Il regime siriano ha assunto dentro il proprio paese lo stesso ruolo degli archeologi occidentali. All’archeologia, come simbolo di prestigio, di unità nazionale, di spazio per performance, è data la priorità rispetto alle vite umane. E mentre può sembrare naturale che un regime vistosamente anti-umanitario si comporti così, è inquietante quanto questo si accordi con le concezioni euroamericane del patrimonio culturale. Così come è importante elencare tutte le cose terribili che il regime siriano ha fatto, allo stesso modo c’è un lavoro critico da fare per riconoscere quanto esso sia stato un ottimo allievo del mondo che si autoproclama libero e civilizzato.
[1] Elena Corbett , Competitive Archaeology in Jordan: Narrating Identity from the Ottomans to the Hashemites, University of Texas Press, 2014 (N.d.T.)

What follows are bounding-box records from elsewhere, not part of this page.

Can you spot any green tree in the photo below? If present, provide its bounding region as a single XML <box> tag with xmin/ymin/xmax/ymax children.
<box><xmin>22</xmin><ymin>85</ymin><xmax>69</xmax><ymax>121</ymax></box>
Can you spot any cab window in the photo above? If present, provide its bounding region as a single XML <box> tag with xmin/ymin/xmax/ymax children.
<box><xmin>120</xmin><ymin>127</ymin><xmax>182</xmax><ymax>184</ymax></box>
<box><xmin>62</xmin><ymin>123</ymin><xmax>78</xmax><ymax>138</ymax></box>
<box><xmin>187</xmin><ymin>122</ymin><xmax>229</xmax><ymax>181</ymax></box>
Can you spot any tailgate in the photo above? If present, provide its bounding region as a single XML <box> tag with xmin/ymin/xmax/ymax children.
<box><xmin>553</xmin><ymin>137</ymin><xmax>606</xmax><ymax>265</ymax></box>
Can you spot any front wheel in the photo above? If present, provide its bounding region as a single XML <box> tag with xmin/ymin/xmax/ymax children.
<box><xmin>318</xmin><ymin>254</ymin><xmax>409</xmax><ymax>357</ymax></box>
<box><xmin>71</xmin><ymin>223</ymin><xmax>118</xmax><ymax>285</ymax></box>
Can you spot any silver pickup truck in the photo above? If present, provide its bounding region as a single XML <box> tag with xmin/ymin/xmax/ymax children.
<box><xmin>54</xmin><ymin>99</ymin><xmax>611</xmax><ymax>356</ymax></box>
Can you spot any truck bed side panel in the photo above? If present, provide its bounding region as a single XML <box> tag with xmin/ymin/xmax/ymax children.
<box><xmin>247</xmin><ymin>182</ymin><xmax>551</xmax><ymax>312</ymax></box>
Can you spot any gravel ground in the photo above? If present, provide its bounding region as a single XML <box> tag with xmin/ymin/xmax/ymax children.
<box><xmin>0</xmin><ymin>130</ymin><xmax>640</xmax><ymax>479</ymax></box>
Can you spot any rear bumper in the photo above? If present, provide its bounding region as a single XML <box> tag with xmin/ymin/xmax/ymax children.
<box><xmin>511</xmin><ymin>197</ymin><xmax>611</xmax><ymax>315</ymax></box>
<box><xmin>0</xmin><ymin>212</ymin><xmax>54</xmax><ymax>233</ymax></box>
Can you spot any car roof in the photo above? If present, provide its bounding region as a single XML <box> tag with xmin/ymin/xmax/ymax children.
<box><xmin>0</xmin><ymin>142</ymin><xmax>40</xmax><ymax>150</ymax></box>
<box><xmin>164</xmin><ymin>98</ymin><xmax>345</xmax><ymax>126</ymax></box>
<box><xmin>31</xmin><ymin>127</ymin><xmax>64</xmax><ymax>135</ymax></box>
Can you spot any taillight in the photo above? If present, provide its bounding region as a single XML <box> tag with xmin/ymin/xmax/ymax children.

[2] Laurence Gillot, Towards a Socio-Political History of Archaeology in the Middle East: The Development of Archaeological Practice and Its Impacts on Local Communities in Syria, Bulletin of the History of Archaeology, 20, 2010 (N.d.T.)
Maïra al Manzali ha studiato archeologia e antropologia all’università di Cambridge, e ha lavorato in siti archeologici in Giordania, Turchia e Grecia. E’ interessata all’intreccio tra arte e politica nell’antichità. Tiene un blog con saggi, traduzioni disegni: https://almanzali.wordpress.com/
L’articolo originale è stato pubblicato su Mangal Media.